The 2eac2a4c (ls-files -k: a directory only can be killed if the
index has a non-directory, 2013-08-15) is NOT a correctness fix.

It is an optimization to avoid scanning directories that are known
not to be killed when ls-files -k is asked to list killed
paths. The original code without the patch is correct already; it
just is too inefficient because it scans all the directories.  It is
not surprising if the test added by 3c568751 (t3010: update to
demonstrate ls-files -k optimization pitfalls, 2013-08-15) passes
without 2eac2a4c.

As its log message explains, 3c568751 (t3010: update to demonstrate
ls-files -k optimization pitfalls, 2013-08-15) is to catch a case
where an earlier something like this patch (which is the draft for
2eac2a4c) posted to the list would have broken.  That draft patch
was correct only for the case where the top-level directory is
killed, but was broken when a subdirectory (e.g. pathx/ju) is
killed.

--
To unsubscribe from this list: send the line unsubscribe git in
the body of a message to majord...@vger.kernel.org
More majordomo info at  http://vger.kernel.org/majordomo-info.html


Re: t3010 broken by 2eac2a4

2013-08-22 Thread Eric Sunshine
On Thu, Aug 22, 2013 at 5:16 PM, Junio C Hamano gits...@pobox.com wrote:
 Eric Sunshine sunsh...@sunshineco.com writes:

 I can confirm this failure on OS X, however, I am somewhat confused by
 the follow-up t3010 changes in 3c56875176390eee. Are the t3010 changes
 supposed to fail without 2eac2a4cc4bdc8d7 applied? For me, on Linux,
 the tests succeed whether 2eac2a4cc4bdc8d7 is applied or not. On OS X,
 the tests succeed without 2eac2a4cc4bdc8d7 but fail with it applied.

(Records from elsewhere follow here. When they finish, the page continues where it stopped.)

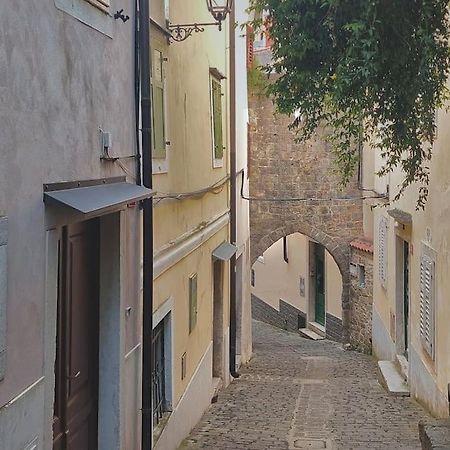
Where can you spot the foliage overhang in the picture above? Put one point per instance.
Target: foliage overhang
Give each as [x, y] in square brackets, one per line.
[370, 70]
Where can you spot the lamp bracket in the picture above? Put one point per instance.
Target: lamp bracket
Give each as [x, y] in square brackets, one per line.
[180, 32]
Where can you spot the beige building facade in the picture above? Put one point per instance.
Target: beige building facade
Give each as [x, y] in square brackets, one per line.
[411, 311]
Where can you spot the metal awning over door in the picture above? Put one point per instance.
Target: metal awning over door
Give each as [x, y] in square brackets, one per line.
[95, 197]
[224, 251]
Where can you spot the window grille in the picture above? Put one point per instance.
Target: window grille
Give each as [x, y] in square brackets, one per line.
[426, 322]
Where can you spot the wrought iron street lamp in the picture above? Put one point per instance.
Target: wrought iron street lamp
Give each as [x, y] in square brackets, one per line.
[219, 9]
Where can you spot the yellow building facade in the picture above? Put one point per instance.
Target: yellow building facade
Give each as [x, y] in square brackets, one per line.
[191, 177]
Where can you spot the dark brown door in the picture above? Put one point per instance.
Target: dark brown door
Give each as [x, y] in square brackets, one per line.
[76, 368]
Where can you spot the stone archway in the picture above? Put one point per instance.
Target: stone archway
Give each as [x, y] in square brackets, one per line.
[340, 251]
[281, 168]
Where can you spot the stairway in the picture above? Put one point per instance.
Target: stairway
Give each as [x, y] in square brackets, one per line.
[315, 331]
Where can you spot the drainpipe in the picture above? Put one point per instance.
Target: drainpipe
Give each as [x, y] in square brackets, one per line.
[233, 204]
[137, 88]
[147, 310]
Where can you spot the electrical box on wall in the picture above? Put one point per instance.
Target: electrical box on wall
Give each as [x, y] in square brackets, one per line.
[106, 141]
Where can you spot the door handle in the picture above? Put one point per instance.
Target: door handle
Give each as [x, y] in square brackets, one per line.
[72, 377]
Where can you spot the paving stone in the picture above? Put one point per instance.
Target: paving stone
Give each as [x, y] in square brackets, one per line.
[295, 390]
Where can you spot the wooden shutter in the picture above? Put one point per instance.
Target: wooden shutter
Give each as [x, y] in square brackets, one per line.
[217, 119]
[101, 4]
[192, 302]
[426, 322]
[158, 107]
[382, 251]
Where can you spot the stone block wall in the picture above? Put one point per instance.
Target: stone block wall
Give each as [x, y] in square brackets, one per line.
[361, 298]
[281, 168]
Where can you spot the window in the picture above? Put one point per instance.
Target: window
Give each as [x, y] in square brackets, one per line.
[382, 251]
[192, 302]
[158, 106]
[217, 130]
[285, 252]
[426, 323]
[159, 11]
[361, 276]
[159, 373]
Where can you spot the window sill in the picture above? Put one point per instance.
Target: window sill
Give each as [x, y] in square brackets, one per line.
[89, 14]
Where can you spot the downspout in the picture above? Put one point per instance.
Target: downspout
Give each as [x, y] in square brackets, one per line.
[233, 200]
[137, 110]
[147, 308]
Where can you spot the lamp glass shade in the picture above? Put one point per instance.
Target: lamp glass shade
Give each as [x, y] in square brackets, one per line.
[219, 8]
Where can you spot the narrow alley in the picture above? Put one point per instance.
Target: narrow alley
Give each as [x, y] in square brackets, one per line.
[297, 393]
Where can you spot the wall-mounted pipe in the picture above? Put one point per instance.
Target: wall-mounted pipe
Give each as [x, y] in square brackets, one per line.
[147, 310]
[233, 198]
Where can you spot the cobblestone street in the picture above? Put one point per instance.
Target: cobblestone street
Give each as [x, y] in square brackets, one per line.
[297, 393]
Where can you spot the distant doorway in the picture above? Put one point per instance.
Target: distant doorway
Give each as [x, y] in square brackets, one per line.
[402, 303]
[319, 284]
[75, 421]
[218, 351]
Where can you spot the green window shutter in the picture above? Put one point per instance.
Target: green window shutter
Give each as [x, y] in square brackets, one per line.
[217, 119]
[158, 129]
[192, 302]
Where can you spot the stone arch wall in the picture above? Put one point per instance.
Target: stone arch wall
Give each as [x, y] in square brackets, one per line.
[281, 168]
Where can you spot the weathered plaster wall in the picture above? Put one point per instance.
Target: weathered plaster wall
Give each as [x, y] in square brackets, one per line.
[361, 302]
[60, 81]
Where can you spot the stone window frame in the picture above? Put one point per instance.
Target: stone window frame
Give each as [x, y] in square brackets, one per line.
[382, 251]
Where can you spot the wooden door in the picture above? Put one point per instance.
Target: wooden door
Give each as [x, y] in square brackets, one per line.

 The 2eac2a4c (ls-files -k: a directory only can be killed if the
 index has a non-directory, 2013-08-15) is NOT a correctness fix.

 It is an optimization to avoid scanning directories that are known
 not to be killed when ls-files -k is asked to list killed
 paths. The original code without the patch is correct already; it
 just is too inefficient because it scans all the directories.  It is
 not surprising if the test added by 3c568751 (t3010: update to
 demonstrate ls-files -k optimization pitfalls, 2013-08-15) passes
 without 2eac2a4c.

 As its log message explains, 3c568751 (t3010: update to demonstrate
 ls-files -k optimization pitfalls, 2013-08-15) is to catch a case
 where an earlier something like this patch (which is the draft for
 2eac2a4c) posted to the list would have broken.  That draft patch
 was correct only for the case where the top-level directory is
 killed, but was broken when a subdirectory (e.g. pathx/ju) is
 killed.

Thanks for the explanation.
--
To unsubscribe from this list: send the line unsubscribe git in
the body of a message to majord...@vger.kernel.org
More majordomo info at  http://vger.kernel.org/majordomo-info.html


Re: t3010 broken by 2eac2a4

2013-08-22 Thread Junio C Hamano
Eric Sunshine sunsh...@sunshineco.com writes:

 On Thu, Aug 22, 2013 at 5:16 PM, Junio C Hamano gits...@pobox.com wrote:
 Eric Sunshine sunsh...@sunshineco.com writes:

 I can confirm this failure on OS X, however,...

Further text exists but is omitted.